A veces el séptimo arte puede ser algo maravilloso que nos llena de una felicidad indescriptible. Lo gracioso es que no llegué a esta conclusión después de ver El árbol de la vida, sino después de ver una película por la que no daba ni dos pesos después de leer los antecedentes de su director ¿Cómo es posible que me haya emocionado hasta las lágrimas con una película que básicamente consiste en un futuro donde los robots se agarran a piñas en peleas profesionales y no con lo último de Terrence Malick? He aquí, damas y caballeros, el misterio del cine.
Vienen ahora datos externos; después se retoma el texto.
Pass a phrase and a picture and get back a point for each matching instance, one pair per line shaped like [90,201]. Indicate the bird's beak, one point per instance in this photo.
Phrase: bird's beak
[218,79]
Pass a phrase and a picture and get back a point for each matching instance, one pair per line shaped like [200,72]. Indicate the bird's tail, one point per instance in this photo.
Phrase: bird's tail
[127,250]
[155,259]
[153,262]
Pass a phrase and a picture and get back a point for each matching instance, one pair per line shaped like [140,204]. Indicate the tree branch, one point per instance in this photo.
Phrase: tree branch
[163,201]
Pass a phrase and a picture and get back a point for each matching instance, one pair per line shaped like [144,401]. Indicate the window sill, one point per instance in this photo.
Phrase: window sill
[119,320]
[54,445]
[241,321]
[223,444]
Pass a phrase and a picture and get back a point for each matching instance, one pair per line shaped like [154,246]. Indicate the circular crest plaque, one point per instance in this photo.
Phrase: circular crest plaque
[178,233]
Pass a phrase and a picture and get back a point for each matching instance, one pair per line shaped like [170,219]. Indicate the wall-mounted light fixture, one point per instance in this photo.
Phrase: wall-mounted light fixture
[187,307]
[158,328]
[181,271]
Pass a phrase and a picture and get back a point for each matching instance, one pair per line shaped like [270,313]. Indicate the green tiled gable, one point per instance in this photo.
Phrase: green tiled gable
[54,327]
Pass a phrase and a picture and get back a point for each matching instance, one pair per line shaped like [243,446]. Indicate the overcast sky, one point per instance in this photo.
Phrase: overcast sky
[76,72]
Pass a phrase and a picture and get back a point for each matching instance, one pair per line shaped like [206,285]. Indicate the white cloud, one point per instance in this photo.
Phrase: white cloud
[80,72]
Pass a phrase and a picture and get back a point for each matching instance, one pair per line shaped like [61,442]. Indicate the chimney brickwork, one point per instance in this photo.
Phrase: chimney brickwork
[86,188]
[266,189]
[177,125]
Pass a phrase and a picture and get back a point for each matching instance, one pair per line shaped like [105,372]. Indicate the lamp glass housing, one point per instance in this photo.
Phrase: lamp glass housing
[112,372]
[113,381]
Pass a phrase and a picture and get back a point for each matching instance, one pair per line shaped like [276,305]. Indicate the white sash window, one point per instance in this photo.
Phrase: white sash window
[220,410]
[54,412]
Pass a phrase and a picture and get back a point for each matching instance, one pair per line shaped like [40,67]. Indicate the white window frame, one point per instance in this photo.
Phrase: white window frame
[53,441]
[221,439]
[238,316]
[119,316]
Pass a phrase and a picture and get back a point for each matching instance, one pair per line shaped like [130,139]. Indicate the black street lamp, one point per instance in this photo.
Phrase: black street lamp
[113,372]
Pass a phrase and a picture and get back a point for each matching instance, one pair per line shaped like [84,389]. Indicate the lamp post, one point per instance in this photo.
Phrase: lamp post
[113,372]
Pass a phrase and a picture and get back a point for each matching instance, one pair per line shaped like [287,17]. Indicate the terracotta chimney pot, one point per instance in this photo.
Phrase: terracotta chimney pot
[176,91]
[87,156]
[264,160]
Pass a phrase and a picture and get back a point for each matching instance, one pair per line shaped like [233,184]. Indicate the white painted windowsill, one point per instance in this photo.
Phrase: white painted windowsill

Al ver Gigantes de acero uno puede hacer un conteo infinito de la cantidad de películas a las que remite, desde Rocky y Halcón (la influencia ochentosa de sendos films de Stallone es notoria) hasta El gigante de hierro y Transformers. Pero lo que hace genial a la de Shawn Levy (que venía de mediocridades tales como Una noche en el museo y Más barato por docena) es que aún conociendo el trayecto entero que va a recorrer la historia, es imposible no dejarse llevar por la emoción y la energía que transmite el camino a la gloria que transitan un padre, su abnegado hijo y un robot encontrado entre la chatarra para convertirse en campeones del boxeo metálico.
Hay tres factores fundamentales en los que Levy acertó para lograr que el espectador se enganche con una historia que en teoría suena súper ridícula. El primer gran logro fue confiarle a Hugh Jackman el rol de ex boxeador al que la vida le dio más de un golpe. Este no es el Jackman pintón y carilindo al que la platea femenina está acostumbrada. Su Charlie Kenton es un hombre lleno de pesimismo al que sólo le importa hacer unos mangos llevando sus robots al cuadrilátero. Esa visión del mundo cambiará gracias a su interacción con su hijo Max, al que el principiante Dakota Goyo le entrega un carisma y una energía contagiosos. Es en esta relación que va desde el resentimiento hasta el amor mutuo (en parte gracias a la presencia de Atom, el robot al que ambos entrenaran para llevarlo a la victoria) en donde está el corazón de Gigantes de Hierro.
¿Pero qué pasa con las peleas robóticas? Este era el aspecto que más temía antes a ver el film, ya que si Michael Bay nos enseño algo con sus Transformers, es que ver a dos muñecos de metal dándose golpes durante más de dos horas puede ser algo agotador y aburrido. Es no es el caso. Primero porque desde el diseño cada robot tiene una personalidad definida (hay desde uno con sombrero de cowboy hasta otro que se parece al monstruo de Frankenstein) que los vuelve interesantes visualmente. Además, las peleas están filmadas con suma claridad, lo que hace que uno se involucre emocionalmente con el resultado final. Sí, señores, acabo de admitir que lloré viendo una película de robots luchadores ¿No es hermoso que el cine te sorprenda de esta manera?